Cash is the lifeblood of all businesses. This is especially true for companies in the growth stage than those that are already mature. That’s because high cash flow enables these companies to undertake new projects without raising expensive funds. Right now, the year over year cash flow growth for Domino’s is 9.2%, which is far higher than the industry average of 3.1%.

It is also imperative for investors to look at the historical rate too to put the current numbers into context. The company’s annualized cash flow growth rate has been 17.7% over the past 5 years versus the industry average of 5.9%. This is especially crucial for a company like DPZ. While the growth has been stellar in its core market, other international markets have taken a hit from the pandemic. That’s because the company has to implement new operational measures to maintain its business.
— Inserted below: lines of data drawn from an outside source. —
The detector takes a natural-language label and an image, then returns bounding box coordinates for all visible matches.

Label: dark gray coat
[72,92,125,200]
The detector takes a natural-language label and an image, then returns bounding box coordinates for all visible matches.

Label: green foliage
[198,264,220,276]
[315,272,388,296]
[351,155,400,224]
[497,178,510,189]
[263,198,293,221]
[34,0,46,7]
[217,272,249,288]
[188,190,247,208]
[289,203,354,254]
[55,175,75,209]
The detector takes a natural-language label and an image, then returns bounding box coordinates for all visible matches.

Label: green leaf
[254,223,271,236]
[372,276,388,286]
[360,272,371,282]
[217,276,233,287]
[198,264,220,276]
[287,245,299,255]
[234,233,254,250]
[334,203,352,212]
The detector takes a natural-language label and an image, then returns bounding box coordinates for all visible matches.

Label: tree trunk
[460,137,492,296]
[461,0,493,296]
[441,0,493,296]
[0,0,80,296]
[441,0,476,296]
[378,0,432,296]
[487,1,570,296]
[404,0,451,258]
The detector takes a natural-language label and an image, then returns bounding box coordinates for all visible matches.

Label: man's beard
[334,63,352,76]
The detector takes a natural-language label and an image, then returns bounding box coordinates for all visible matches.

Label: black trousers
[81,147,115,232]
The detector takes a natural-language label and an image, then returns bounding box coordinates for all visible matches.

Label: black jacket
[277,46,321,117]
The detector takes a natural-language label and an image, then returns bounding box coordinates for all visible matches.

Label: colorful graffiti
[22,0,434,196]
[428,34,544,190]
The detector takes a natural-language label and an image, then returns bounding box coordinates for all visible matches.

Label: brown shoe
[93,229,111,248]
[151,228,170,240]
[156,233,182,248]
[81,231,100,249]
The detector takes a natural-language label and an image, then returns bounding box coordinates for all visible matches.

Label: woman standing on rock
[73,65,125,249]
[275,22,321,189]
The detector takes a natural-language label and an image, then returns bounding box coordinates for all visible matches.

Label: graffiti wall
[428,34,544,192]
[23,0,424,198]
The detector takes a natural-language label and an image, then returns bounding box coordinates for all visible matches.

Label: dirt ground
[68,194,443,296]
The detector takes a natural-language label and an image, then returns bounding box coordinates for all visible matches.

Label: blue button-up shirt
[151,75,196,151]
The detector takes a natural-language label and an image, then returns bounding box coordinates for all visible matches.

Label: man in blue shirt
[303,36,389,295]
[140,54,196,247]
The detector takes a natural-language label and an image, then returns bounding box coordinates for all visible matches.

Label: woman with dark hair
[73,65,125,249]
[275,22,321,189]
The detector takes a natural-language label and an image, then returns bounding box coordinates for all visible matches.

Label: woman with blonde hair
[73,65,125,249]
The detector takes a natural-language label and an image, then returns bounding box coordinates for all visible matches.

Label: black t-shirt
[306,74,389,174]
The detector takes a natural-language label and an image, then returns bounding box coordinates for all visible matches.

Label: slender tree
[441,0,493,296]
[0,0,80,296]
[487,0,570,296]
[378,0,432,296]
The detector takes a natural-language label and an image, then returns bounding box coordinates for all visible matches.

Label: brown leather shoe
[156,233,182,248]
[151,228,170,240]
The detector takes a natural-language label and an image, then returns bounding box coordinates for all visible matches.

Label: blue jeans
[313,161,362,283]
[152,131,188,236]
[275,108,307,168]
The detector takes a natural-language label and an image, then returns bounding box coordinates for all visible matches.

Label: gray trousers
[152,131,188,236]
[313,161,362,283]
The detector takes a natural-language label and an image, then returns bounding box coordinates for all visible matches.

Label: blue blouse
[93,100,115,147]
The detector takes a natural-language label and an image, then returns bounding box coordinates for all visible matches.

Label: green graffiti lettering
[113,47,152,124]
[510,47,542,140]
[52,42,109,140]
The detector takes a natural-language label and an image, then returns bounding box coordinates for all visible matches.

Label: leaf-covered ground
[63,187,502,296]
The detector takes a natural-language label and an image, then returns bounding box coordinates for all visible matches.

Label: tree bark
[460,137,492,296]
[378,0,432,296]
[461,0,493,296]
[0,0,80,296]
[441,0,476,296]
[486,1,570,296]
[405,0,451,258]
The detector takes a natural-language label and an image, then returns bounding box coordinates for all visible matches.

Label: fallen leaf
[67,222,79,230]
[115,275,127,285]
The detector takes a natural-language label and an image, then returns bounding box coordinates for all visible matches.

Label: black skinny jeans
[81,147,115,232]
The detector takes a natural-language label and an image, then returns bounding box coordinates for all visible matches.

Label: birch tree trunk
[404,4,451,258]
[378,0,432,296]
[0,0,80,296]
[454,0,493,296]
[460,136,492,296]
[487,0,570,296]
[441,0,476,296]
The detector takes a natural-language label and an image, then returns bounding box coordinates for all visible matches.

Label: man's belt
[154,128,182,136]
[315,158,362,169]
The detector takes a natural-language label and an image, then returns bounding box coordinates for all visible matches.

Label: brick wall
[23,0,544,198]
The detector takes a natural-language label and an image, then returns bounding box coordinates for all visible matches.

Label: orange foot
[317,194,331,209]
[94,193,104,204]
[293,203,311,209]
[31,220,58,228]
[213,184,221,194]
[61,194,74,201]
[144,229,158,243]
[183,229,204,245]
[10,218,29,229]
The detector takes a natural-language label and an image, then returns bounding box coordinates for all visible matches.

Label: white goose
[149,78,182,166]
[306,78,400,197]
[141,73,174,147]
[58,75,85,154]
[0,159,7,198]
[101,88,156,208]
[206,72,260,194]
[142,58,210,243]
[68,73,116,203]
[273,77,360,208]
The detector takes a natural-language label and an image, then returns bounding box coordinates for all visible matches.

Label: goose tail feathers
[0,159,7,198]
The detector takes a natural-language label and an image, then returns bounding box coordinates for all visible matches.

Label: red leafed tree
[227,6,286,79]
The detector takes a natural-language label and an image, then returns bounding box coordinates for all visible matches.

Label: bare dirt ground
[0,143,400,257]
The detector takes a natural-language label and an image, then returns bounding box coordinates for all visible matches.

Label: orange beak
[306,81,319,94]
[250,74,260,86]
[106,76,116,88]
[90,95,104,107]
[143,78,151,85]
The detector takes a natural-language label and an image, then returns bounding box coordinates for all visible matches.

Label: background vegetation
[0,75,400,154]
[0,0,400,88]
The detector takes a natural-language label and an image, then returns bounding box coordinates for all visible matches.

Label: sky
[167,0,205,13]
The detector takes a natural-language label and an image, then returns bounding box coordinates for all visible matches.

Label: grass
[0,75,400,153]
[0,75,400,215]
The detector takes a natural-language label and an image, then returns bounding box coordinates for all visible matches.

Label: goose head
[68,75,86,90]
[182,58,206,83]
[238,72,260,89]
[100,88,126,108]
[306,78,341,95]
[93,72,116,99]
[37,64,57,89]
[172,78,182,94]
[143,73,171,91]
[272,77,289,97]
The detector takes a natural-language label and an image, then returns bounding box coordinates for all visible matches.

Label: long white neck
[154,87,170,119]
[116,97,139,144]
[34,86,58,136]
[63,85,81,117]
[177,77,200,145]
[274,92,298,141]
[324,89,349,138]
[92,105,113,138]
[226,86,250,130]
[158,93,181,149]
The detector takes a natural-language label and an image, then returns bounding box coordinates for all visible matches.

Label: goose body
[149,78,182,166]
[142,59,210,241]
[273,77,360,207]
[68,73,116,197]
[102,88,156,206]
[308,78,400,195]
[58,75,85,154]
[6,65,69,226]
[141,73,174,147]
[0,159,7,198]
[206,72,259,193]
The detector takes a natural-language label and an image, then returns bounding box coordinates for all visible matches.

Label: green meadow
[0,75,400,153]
These include ending two-person deliveries, shutting stores while they restock, and spending money on PPE equipment. This has incurred additional costs which have more than offset the benefits from the increased sales.

Bottom Line

Despite being one of the best consumer stocks in the stock market, the outlook for the second half of 2020 remains cloudy. The company has warned investors to brace for a slowdown during the second half of 2020. After all, those head-turning growth numbers can’t continue indefinitely. Shall the conditions remain weak in the restaurant industry, many smaller food delivery companies may scale back their businesses amid a weaker economic climate. That means Domino’s could still win more market share going forward.